Billy Haven was largely tat free, which was odd for someone who made much of his income as a tattoo artist. Most inkers were drawn to the profession because they enjoyed body mods, were even obsessed with the needles, the lure of the machine. More. Give me more. And they’d often grow depressed at the dwindling inches of uninked skin on their bodies to fill with more works.
But not Billy. Maybe it was like Michelangelo. The master had liked painting but did not particularly like being painted.
Finger skin to finger skin …
The truth was that Billy hadn’t wanted to be a tat artist at all. It had been a temporary job to put himself through college. But he’d found that he enjoyed the practice and in an area where a pen and paintbrush artist would have trouble making a living, a skin artist could do okay for himself. So he’d tucked aside his somewhat worthless college degree, set up shop in a strip mall and proceeded to make pretty good ducats with his Billy Mods.
He looked again at his thighs.
ELA LIAM
Then he glanced at his left arm. The red centipede.
The creature was about eighteen inches long. Its posterior was at the middle of his biceps and the design moved in a lazy S pattern to the back of his hand, where the insect’s head rested – the head with a human face, full lips, knowing eyes, a nose, a mouth encircling the fangs.
Traditionally, people tattooed themselves with animals for two reasons: to assume attributes of the creature, like courage from a lion or stealth from a panther. Or to serve as an emblem to immunize them from the dangers of a particular predator.
Billy didn’t know much about psychology but knew that, between the two, it was the first reason that had made him pick this creature with which to decorate his arm.
All he really knew, though, was that it gave him comfort.
He dressed and assembled his gear, then ran a pet roller over his clothing, hair and body several times.
His wristwatch hummed. Then the other, in his pocket, made a similar noise a few seconds later.
It was time to go hunting once more.
Okay. This is a pain.
Billy was in a quiet, dim tunnel beneath the East Side of Midtown, making his way toward where he was going to ink a new victim to hell.

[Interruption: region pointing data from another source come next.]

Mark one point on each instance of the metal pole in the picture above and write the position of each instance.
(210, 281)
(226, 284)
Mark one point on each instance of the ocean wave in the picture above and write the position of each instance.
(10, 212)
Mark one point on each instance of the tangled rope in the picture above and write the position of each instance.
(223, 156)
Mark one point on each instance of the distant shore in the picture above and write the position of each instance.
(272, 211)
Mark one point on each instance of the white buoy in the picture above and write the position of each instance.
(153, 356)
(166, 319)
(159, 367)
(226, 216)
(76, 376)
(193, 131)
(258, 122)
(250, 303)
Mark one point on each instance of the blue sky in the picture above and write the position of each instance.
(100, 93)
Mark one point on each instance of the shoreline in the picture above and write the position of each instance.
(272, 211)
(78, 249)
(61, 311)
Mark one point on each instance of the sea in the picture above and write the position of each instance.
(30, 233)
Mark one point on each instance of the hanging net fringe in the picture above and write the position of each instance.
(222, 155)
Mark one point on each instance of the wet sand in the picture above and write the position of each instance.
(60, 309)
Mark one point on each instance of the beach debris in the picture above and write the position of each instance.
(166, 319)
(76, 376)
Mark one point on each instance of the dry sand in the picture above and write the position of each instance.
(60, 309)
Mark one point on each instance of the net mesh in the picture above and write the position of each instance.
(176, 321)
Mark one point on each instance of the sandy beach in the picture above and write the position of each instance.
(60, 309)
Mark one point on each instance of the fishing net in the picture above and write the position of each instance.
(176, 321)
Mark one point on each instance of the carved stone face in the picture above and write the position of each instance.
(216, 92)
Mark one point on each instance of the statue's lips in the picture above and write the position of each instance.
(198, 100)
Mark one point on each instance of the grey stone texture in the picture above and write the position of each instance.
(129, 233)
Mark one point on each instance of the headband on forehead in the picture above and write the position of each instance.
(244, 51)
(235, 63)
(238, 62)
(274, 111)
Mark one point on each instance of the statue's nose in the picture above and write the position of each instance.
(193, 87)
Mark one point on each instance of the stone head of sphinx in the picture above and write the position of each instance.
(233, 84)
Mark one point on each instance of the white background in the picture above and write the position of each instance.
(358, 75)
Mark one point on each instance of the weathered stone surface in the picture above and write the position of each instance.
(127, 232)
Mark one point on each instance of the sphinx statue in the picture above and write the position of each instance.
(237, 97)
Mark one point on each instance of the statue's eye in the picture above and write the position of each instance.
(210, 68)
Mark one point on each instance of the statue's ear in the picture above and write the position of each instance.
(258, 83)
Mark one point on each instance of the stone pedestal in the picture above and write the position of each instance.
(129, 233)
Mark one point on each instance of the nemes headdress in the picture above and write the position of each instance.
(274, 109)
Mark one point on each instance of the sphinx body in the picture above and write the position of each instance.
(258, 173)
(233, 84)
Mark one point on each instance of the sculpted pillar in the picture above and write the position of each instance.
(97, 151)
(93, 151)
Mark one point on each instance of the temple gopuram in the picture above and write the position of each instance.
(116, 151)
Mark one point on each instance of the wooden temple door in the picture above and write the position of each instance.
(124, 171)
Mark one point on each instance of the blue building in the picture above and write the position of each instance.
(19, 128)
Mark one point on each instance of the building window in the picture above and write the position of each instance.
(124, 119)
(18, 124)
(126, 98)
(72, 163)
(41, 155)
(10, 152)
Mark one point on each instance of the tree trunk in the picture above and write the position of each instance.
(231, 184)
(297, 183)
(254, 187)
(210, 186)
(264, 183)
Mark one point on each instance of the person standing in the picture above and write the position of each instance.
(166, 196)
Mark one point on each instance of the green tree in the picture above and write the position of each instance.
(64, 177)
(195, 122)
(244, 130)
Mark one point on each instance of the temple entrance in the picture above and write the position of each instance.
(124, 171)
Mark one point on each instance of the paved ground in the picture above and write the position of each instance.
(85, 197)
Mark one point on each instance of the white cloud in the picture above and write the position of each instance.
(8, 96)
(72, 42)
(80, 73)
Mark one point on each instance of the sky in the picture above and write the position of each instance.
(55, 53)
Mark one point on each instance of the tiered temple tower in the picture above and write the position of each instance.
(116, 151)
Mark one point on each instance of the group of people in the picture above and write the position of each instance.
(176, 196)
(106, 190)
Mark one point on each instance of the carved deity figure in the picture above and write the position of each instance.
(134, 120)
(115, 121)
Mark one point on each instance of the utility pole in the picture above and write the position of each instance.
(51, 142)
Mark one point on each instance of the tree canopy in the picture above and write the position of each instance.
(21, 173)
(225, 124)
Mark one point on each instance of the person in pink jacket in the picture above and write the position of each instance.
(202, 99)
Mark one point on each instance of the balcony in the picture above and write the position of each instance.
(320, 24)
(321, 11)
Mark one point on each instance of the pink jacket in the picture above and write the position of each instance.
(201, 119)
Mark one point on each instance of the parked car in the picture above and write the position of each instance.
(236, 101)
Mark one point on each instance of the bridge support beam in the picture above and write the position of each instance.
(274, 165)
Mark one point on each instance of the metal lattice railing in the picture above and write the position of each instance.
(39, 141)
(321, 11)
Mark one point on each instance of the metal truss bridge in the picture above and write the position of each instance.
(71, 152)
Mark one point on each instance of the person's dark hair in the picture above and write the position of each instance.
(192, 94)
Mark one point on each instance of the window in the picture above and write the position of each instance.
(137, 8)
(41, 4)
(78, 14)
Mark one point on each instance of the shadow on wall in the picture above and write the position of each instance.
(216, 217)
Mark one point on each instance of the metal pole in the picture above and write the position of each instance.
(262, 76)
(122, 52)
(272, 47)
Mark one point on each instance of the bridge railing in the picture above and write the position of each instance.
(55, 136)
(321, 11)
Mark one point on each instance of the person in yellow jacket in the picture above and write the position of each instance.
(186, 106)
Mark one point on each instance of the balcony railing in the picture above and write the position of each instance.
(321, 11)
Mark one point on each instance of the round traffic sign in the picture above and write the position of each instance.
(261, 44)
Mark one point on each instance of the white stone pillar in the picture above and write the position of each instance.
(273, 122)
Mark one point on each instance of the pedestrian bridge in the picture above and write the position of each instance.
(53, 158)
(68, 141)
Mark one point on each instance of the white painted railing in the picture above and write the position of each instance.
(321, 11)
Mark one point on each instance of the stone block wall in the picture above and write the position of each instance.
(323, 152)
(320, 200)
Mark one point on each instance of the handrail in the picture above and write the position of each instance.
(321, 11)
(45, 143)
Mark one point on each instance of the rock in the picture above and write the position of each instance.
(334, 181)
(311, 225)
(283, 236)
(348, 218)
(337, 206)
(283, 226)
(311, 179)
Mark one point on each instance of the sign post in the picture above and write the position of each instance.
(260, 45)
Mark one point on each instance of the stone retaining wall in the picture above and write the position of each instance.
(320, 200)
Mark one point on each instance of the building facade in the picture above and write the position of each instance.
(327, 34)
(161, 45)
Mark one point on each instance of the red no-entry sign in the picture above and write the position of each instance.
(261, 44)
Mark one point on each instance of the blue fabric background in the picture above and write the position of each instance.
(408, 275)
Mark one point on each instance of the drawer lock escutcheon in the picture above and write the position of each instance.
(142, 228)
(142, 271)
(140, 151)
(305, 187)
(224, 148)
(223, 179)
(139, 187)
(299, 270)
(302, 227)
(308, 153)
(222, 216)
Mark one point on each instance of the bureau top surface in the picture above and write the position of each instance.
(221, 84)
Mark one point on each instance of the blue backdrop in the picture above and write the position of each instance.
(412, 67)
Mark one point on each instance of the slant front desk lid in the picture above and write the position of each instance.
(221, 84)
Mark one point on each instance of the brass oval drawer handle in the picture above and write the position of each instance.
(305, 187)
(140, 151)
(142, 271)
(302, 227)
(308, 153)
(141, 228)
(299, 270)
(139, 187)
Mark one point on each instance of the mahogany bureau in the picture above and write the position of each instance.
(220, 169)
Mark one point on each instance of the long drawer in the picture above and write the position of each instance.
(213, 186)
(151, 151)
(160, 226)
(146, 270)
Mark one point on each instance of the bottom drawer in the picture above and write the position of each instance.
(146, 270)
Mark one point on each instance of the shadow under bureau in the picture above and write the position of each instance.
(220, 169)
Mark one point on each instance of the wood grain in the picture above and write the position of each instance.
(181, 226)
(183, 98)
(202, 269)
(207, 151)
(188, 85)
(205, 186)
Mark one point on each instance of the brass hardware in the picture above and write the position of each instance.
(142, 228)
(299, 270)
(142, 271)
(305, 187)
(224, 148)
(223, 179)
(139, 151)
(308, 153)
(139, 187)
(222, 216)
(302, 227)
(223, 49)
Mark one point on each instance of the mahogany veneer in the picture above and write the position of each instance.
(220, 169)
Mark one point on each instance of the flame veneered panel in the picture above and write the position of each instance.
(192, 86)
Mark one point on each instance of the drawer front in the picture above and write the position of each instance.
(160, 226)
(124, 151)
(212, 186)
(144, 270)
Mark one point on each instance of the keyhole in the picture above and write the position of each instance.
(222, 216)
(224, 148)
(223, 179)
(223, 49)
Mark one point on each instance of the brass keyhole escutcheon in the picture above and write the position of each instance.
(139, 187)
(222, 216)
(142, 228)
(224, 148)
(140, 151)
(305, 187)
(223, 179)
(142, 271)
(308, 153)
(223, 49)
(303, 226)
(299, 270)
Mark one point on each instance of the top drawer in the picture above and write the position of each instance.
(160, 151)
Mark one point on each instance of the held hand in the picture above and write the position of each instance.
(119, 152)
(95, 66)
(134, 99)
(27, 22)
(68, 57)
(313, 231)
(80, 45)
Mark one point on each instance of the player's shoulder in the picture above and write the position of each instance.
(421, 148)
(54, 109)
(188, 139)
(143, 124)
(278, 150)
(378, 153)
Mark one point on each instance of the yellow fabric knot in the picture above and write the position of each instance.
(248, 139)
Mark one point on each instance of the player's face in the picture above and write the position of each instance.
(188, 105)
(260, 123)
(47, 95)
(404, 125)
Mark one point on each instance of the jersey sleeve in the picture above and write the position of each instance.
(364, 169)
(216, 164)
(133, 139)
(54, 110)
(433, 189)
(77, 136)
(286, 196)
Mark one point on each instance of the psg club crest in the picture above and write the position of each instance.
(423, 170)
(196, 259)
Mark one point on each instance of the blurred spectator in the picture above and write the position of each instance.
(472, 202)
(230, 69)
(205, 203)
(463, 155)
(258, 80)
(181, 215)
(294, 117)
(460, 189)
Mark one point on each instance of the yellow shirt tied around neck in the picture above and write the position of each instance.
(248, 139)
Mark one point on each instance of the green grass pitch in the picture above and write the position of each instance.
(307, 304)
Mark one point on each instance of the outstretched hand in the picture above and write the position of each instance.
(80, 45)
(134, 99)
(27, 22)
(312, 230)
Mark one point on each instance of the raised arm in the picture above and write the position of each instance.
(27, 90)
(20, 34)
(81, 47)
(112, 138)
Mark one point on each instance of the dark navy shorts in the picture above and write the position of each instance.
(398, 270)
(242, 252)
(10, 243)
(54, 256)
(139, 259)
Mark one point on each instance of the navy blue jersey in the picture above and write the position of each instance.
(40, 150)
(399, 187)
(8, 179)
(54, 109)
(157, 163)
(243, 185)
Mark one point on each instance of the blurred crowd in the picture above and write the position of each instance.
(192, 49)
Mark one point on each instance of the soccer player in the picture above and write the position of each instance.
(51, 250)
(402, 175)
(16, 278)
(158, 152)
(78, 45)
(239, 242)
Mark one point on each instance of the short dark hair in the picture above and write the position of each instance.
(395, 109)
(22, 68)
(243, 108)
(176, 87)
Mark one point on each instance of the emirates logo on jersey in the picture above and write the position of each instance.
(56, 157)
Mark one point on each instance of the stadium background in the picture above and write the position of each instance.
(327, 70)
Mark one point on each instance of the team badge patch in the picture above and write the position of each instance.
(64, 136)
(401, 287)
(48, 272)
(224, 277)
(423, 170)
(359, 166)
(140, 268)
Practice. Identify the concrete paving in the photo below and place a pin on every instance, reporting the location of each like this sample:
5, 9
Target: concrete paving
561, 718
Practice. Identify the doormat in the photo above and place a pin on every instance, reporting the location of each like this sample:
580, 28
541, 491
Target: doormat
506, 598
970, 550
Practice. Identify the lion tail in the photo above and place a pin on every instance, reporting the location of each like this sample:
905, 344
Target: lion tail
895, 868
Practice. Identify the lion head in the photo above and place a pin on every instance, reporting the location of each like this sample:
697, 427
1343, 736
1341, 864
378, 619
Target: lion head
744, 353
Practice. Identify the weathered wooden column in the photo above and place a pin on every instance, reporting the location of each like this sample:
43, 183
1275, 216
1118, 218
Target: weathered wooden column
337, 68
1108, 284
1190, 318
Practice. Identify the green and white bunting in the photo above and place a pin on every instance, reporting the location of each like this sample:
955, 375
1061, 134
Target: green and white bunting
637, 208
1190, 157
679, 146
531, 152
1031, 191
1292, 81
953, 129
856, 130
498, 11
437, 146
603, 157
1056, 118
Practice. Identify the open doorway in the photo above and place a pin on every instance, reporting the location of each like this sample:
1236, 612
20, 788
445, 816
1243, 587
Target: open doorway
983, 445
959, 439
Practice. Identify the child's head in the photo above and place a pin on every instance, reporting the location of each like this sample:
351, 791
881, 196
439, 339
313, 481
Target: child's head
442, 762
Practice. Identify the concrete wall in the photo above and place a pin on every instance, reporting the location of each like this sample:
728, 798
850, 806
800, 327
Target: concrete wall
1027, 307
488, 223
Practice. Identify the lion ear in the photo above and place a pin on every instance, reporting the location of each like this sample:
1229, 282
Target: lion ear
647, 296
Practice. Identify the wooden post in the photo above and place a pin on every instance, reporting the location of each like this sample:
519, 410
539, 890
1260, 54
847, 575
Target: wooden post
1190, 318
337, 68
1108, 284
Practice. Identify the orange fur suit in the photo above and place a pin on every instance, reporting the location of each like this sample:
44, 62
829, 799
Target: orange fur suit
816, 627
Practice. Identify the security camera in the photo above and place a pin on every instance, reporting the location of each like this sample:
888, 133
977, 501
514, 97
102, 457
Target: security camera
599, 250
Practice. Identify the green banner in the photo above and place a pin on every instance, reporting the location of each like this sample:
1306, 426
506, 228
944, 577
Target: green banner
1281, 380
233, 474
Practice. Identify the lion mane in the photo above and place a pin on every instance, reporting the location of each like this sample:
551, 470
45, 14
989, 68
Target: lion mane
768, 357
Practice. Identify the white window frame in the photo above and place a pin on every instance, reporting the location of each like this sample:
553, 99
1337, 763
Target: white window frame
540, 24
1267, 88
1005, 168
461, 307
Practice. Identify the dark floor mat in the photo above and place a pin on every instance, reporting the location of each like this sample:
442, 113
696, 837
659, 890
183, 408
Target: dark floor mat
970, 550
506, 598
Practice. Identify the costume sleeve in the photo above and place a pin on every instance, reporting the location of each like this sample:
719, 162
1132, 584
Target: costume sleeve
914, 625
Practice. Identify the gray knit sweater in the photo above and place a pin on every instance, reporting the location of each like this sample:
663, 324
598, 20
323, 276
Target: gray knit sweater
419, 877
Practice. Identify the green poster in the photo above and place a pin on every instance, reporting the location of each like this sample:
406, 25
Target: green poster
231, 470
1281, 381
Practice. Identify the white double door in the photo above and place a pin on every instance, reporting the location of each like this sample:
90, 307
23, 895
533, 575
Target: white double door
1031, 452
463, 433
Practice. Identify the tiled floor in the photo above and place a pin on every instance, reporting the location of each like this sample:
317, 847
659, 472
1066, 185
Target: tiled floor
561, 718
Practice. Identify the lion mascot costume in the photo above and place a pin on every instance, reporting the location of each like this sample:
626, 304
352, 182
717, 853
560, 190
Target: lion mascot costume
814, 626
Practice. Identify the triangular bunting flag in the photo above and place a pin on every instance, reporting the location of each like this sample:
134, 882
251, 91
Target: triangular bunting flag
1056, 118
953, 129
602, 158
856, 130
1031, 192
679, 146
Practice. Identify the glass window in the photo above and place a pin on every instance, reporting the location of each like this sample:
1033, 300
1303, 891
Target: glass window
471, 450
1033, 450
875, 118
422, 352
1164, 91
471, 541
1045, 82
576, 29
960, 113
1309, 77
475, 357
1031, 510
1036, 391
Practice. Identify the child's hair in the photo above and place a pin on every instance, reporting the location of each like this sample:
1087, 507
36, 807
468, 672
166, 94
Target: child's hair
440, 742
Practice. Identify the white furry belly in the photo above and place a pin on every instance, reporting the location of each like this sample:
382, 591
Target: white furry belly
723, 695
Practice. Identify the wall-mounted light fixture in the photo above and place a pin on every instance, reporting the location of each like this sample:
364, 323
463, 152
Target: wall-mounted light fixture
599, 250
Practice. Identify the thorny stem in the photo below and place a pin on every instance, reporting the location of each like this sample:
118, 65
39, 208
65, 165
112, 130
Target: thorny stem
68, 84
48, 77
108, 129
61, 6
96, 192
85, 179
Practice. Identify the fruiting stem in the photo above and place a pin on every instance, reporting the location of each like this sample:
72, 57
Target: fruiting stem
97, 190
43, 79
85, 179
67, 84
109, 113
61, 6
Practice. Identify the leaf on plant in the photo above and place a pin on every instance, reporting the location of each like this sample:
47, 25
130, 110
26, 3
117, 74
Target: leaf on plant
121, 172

But his route had been blocked off.
In the nineteenth century, he’d learned, this tunnel housed a connector for a narrow gauge spur line linking a factory with a rail depot around 44th Street. It was a glorious construction of smooth brick and elegant arches, surprisingly free of vermin and mold. The ties and rails were gone but the passageway’s transportation heritage was still evident: Several blocks away, Billy could hear, trains moved north and south out of Grand Central Station. You could hear subways too. Overhead and under. Some so close that dust fell.